As I talked, I was watching Charles watching me, and wondering if he thought I was being specific enough.


‘And then the federal government followed suit three, no, four years later, and abolished the tax everywhere in 1979.’


Nice recovery. Charles said nothing. He just kept watching me with that unyielding, inscrutable eye of his.


‘So,’ I went on confidently, ‘the interesting thing is that the week leading up to the 1st of July of that year — the day the tax was abolished everywhere — the death rate dropped suddenly


Shit. What was that figure? I couldn’t remember. Was it fifty fewer deaths than usual, or five hundred? I caught Charles’s eye — it was blinking at me slowly and deliberately. I could fill the blood, heavy with carbons, and probably some other stuff that shouldn’t have been there, swilling around my head.

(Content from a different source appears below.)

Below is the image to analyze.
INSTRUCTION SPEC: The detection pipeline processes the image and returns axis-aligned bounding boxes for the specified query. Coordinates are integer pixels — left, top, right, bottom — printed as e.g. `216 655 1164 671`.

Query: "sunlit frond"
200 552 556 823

‘There were five thousand fewer deaths that week than usual.’


Five thousand? That sounds like a lot,’ Charles said incredulously.


‘Fifty, I mean fifty.’


Damn it. It was fifty, I remembered suddenly. Why? Why do I do this? Why do I only get specific when it’s already too late? That’s it, I thought. I need to bring out the big guns.


‘But the really interesting thing is,’ I continued, ‘the week following the 1st of July, the death rate spiked by — guess how much?’


‘Fifty.’


‘Fifty. Exactly.’


‘So, what does that mean, that people just tried not to die for another week?’


Bastard.


‘Yeah … that’s right,’ I said, irritated that he had guessed the reason. Come to think of it, was that the reason? Were there other reasons? Oh no. I suddenly had a horrible feeling there were other reasons.

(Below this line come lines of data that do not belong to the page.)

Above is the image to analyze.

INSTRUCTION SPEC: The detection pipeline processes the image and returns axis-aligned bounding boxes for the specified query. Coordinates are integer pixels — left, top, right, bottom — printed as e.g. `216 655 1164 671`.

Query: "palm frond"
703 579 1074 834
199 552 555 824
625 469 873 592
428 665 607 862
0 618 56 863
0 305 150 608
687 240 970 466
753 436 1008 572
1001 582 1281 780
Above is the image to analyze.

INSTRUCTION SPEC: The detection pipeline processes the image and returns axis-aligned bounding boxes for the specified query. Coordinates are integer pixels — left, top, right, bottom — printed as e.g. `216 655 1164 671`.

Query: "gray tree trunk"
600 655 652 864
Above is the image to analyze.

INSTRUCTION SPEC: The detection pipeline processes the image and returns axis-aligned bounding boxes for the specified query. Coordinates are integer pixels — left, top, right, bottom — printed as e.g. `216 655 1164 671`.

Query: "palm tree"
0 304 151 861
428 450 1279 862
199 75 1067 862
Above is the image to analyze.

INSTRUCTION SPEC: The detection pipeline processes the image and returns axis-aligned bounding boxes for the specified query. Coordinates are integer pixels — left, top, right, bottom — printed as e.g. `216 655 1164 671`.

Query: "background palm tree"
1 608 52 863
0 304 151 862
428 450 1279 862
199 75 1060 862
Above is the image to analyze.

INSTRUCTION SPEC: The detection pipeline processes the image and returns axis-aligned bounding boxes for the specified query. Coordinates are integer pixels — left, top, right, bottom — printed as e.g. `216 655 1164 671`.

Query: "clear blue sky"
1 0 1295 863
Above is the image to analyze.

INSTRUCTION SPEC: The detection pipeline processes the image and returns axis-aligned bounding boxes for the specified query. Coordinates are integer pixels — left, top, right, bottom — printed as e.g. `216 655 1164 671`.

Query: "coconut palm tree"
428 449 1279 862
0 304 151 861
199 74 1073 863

‘Among other reasons,’ I added cryptically.


I couldn’t remember those other reasons right now, but Charles didn’t have to know that.

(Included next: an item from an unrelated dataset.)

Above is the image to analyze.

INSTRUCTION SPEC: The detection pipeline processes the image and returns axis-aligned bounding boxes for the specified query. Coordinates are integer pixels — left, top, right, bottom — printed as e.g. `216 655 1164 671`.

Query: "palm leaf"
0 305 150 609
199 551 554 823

‘Yeah? Like what?’ said Charles.


Alright. I walked right into that. Like what indeed. I had no idea. I couldn’t remember. I couldn’t remember now.


‘I can’t remember now.’


Charles closed his eyes and nodded slowly, as if disappointed, as if vindicated. He knew I couldn’t keep it up, knew I couldn’t pull it off, this specificity stunt. No, as per usual I had rushed into it. I had been reckless. In 1979 … Oh yeah. Listen to that. In 1979. Man, what an opening. Who opens like that? Only people who know what they’re talking about. Only people who really know how to get specific.


Charles turned to Darren and asked him something. Did I mention Darren was there? Oh, well, Darren was there as well. As Darren talked, I sat in silence feeling completely abased. Or was that debased? At any rate, I had no more base, whatever that was. For a second there I really thought it was going to happen. I really thought …. wait a minute—


‘Reported deaths!’ I spluttered.


The two men stopped talking and looked at me.


‘What?’ Charles said.


‘Reported deaths. The number of reported deaths — fifty — were surreptitiously moved from before the day the tax was abolished to after, so that the beneficiaries wouldn’t lose out,’ I said, grinning and wagging my finger triumphantly.


‘What percentage?’


‘What?’


‘What percentage would the beneficiaries have lost to the tax?’


Fuck off. What was this, an interrogation?


‘I’m not sure … I think it was like twenty-something-percent.’


There it was. I had nearly done it. I had come so close. But then I had dropped the ball again. How predictable. What was I doing taking an elective course in economics anyway? Economics is all about specificity. I’m an English major. Literature is all about ambiguity. That’s why I’m good at it. Ambiguity. Oh yeah. I have never had a problem with ambiguity.


Charles had turned back to Darren and was telling him all about a new gizmo he had just purchased.


‘What are the specs?’ I interrupted.


‘Sorry?’


‘What are the specifications?’ I repeated, trying to wrongfoot him.


Charles told me the specifications. He told me in one, long, clean breath. He told me without a flicker of hesitation. He told me as if he had already told me before. For all I know he had. Meanwhile, I wasn’t really listening. I was just sitting there still thinking to myself — you know, I have always had a problem with specificity. Do you see what I mean now? It’s a real problem of mine, and I don’t know what to do about it.